Reacher sujetó a Mauney por el cuello y lo levantó. Lo arrastró de detrás de la mesa, fuera del despacho, por el pasillo, hasta la zona abierta. A través de la puerta principal. Y después un metro más allá, en la noche. El olor de la ceniza mojada era fuerte. Los tres Chrysler se movían de nuevo en la distancia. Se movían en círculos apretados en terreno abierto y trazaban dibujos contra la verja como los reflectores en una película de cárceles.
—Espera el disparo de salida —le dijo a Neagley.

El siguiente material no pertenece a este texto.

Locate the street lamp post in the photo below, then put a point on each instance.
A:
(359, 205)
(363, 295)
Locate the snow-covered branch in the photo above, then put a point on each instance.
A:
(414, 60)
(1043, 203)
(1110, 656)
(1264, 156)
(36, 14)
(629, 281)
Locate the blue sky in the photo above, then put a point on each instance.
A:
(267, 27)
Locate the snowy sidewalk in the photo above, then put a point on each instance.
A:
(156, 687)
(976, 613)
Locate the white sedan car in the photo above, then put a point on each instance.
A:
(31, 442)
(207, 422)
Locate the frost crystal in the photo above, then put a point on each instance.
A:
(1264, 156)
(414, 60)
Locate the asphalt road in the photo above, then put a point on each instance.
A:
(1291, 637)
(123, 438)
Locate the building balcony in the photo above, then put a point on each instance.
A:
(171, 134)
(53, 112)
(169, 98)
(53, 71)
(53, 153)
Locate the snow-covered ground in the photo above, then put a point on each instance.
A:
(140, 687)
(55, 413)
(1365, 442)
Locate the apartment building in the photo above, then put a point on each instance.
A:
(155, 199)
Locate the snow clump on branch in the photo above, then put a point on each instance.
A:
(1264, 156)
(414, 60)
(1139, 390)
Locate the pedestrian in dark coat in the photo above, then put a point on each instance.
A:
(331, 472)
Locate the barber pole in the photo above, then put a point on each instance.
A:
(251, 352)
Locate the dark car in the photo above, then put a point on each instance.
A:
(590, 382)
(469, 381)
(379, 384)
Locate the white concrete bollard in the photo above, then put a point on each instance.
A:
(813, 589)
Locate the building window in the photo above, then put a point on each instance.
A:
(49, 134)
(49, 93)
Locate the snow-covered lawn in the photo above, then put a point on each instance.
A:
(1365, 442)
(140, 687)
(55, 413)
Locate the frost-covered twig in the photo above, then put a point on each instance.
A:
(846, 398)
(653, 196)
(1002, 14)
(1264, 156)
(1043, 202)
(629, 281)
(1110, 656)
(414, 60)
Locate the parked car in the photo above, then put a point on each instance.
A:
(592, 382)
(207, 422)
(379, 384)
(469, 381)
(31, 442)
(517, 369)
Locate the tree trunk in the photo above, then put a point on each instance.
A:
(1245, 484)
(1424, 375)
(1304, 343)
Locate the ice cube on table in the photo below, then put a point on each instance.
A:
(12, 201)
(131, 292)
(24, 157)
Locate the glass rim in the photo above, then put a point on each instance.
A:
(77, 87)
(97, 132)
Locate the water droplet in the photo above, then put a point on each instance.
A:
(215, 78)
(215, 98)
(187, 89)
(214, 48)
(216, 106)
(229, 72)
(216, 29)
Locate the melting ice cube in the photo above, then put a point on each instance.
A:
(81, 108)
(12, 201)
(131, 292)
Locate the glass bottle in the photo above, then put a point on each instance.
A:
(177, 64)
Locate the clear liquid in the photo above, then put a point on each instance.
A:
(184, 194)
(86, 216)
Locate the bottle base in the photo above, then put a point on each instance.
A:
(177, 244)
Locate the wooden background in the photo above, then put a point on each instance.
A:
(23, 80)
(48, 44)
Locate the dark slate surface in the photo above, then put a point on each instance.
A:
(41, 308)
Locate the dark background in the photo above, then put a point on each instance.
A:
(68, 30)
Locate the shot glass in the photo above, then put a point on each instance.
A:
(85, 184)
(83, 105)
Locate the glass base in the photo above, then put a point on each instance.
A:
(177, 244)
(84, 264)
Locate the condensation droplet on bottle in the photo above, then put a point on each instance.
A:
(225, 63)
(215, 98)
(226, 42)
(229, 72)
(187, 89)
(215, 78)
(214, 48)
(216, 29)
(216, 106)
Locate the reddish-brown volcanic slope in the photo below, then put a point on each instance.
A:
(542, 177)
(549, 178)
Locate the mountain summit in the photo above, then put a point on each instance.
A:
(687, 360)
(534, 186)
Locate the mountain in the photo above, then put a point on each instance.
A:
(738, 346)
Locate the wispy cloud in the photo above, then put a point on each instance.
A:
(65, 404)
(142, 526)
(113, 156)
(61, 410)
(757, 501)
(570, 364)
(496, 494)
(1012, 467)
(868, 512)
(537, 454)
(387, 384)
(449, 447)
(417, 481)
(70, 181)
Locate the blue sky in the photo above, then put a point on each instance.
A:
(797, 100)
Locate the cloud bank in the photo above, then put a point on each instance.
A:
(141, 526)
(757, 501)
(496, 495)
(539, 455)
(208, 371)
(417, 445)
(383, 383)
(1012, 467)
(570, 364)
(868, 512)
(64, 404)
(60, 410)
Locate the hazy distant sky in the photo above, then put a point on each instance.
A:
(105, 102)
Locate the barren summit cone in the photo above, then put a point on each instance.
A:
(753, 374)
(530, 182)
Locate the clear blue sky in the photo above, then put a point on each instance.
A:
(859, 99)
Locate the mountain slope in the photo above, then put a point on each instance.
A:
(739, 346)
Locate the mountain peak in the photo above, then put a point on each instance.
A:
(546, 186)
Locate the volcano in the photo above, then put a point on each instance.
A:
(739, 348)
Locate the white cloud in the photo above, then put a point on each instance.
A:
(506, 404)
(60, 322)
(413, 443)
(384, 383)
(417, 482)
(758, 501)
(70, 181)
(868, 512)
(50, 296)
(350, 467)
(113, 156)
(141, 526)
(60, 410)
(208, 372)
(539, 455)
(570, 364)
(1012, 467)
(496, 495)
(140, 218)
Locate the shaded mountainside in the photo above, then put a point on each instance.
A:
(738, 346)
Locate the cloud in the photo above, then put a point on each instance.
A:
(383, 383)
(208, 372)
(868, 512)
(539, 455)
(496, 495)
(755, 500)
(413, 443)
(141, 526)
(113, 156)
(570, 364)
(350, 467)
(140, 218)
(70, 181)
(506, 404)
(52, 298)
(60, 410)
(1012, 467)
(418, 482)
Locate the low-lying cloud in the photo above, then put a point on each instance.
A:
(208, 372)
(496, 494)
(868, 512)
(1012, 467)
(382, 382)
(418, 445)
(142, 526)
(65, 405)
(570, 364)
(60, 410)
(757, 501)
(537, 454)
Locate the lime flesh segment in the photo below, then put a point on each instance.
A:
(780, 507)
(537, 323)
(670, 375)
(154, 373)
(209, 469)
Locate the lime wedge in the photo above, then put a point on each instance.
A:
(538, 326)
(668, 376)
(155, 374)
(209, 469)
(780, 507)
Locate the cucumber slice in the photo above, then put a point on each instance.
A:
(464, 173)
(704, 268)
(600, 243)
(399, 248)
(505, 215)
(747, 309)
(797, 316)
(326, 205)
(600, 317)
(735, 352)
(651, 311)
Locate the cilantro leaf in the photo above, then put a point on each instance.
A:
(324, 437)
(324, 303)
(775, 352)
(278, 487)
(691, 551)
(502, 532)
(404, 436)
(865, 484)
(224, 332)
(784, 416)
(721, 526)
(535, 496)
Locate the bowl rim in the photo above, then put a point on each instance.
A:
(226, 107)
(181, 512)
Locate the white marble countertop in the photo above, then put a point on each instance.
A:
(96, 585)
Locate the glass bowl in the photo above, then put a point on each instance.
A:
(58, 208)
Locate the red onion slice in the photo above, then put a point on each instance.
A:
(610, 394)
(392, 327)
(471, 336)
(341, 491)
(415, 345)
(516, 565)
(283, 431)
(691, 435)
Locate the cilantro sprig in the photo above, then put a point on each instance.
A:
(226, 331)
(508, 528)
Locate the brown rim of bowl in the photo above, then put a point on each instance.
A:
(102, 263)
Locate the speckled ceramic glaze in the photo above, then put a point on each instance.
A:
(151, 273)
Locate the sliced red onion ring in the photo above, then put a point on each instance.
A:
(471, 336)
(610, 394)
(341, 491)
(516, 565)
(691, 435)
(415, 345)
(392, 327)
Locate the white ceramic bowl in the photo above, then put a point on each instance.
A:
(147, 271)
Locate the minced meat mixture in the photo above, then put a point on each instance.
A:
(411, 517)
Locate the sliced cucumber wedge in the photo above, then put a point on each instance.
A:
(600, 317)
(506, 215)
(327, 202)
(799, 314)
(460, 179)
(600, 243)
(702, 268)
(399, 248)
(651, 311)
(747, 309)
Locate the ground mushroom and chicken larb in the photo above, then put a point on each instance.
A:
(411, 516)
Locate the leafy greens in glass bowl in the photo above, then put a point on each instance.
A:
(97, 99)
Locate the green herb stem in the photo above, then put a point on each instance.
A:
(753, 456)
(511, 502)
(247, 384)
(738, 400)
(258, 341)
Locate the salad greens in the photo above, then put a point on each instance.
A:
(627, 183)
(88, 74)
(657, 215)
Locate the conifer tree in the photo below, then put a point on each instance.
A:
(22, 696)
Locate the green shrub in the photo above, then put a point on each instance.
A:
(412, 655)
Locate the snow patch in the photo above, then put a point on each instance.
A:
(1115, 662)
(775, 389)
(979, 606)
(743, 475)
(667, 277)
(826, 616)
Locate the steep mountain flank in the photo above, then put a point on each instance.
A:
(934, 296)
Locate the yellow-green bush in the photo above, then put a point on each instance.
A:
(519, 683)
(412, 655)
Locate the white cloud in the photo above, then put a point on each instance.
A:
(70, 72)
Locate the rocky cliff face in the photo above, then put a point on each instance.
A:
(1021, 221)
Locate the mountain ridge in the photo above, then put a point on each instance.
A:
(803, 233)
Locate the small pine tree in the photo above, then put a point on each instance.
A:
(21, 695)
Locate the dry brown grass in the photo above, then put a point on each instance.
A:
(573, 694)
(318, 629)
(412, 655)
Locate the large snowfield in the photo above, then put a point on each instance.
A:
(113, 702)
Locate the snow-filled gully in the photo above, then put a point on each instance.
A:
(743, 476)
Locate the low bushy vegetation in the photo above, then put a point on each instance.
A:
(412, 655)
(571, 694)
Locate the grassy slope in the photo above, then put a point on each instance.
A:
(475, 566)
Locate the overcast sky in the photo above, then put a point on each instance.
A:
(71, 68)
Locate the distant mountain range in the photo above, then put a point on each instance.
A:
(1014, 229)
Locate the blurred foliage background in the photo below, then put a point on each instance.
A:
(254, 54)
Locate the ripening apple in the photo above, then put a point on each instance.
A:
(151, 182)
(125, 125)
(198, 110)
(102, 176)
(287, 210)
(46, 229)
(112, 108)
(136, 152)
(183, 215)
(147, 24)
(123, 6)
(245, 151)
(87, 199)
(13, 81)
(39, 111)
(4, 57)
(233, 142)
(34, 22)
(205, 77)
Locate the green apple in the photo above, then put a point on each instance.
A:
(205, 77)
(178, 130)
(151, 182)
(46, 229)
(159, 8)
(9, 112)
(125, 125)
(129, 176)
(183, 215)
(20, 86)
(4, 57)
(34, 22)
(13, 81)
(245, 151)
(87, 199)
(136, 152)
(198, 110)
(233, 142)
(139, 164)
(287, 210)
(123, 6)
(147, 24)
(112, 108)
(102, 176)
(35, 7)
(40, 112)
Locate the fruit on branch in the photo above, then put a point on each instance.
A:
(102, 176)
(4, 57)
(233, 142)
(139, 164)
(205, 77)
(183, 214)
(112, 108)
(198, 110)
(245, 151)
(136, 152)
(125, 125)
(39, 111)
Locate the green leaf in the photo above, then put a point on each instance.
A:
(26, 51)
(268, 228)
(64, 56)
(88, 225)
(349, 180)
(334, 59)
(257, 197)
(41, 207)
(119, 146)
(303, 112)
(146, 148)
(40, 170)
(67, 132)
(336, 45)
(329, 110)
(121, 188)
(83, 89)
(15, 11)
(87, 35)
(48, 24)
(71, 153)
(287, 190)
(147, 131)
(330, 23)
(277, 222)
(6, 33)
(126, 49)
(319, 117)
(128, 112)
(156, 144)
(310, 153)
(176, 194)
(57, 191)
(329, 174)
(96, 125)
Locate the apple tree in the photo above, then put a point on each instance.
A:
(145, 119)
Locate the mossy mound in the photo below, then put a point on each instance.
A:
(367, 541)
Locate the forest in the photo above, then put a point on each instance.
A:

Observó la verja. Vio moverse al guardia en su garita, vio el movimiento del acordeón de alambre, oyó el torturado chirrido de las ruedas en el riel metálico. Vio como la verja comenzaba a moverse. Llevó la Glock a la sien de Mauney y apretó el gatillo. El cráneo de Mauney estalló y Neagley y Reacher echaron a correr a toda velocidad, como velocistas en la prueba de cien metros lisos.
Neagley iba delante por medio paso. Reacher se detuvo y la miró marchar. Ella voló atravesando el cono de luz junto a la garita del guardia y se coló por el hueco de la punta abierta de la verja. Continuó corriendo por la calle. Se perdió de vista.
Reacher se volvió para correr en la dirección contraria. Quince segundos más tarde estaba de nuevo donde había comenzado, detrás del morro aguzado del helicóptero.